Mahkemece verilen karar usul ve kanuna aykırıdır. Şöyle ki; dava konusu 107 ada 121 parsel sayılı taşınmazın kadastro tespitine esas Mart 1972 tarih 5 sıra numaralı tapu kaydı, ...Asliye Hukuk Mahkemesinin 29.11.1971 tarih ve 1970/1226 - 1971/1014 sayılı tecil hükmü ile oluşturulmuştur. 3402 sayılı Kadastro Kanununun 20/A maddesinde tapu kayıtlarıyla diğer belgelerin kapsadığı yeri tayinde kayıt ve belgeler, harita, plan ve krokiye dayanmakta ve bunların yerlerine uygulanması mümkün bulunmakta ise, harita, plan ve krokideki sınırlara itibar olunacağı hükmü öngörülmüştür. Tapu kayıtlarının taşınmaza aidiyetlerinin ve kapsamlarının tayininde krokilerinin uygulanması zorunludur. Dosya arasında bulunan Harita Mühendisi.... ve fen bilirkişi ....tarafından hazırlanan 01.11.2011 tarihli rapor ve ekindeki krokide tescil krokisi yerine yöntemince uygulanmış ve dayanak tescil krokisinin dava konusu 107 ada 121 parsel sayılı taşınmazın bir bölümünü kapsadığı anlaşılmıştır. Bu durumda, yörede 1994 yılında yapılan genel arazi kadastrosunda dayanak tapu kaydının sabit hudutlu olduğundan bahisle tescil krokisinin çapı kapsamı dışında kalan taşınmaz bölümünün davacı kişi adına tespit ve tescil işlemi yolsuzdur. Mahkemece bu yönün gözetilmemiş olması doğru değildir.
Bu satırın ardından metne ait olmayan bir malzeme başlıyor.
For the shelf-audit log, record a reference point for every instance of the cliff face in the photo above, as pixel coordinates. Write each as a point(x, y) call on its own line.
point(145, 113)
O halde, mahkemece yapılacak iş: harita mühendisi bilirkişi eşliğinde yerinde yeniden keşif yapılarak,... Asliye Hukuk Mahkemesinin 29.11.1971 tarih ve 1970/1226 - 1971/1014 sayılı tescil ilâmının krokisi, harita mühendisi aracılığı ile çevre parsellerin dayanakları ile denetlenerek 3402 sayılı Kanunun 20/A maddesi gereğince tapu kaydının dayanağı tescil ilâmı ile kroki çapı yöntemince zemine uygulatılarak kroki çapına itibar edilmeli, kroki çapı dışındaki kısmın eylemli orman olması nedeniyle zamanaşımı zilyetliği ile kazanılamayacağı ve özel mülkiyete konu olamayacağı da gözönünde bulundurularak, dava konusu 107 ada 121 parselin,... Asliye Hukuk Mahkemesinin 29.11.1971 tarih ve 1970/1226 - 1971/1014 sayılı tescil ilâmının krokisi çapı kapsamı içinde kalan bölümü yönünden davacı Hazinenin davasının reddine, tescil ilâmı kroki çapı dışında kalan bölüm yönünden ise kabulüne karar verilmelidir.
Açıklanan hususlar gözetilmeksizin yazılı şekilde hüküm kurulması usul ve kanuna aykırıdır.
SONUÇ: Yukarda açıklanan nedenlerle; davacı Hazinenin temyiz itirazlarının kabulü ile hükmün BOZULMASINA 07/10/2013 günü oy birliği ile karar verildi.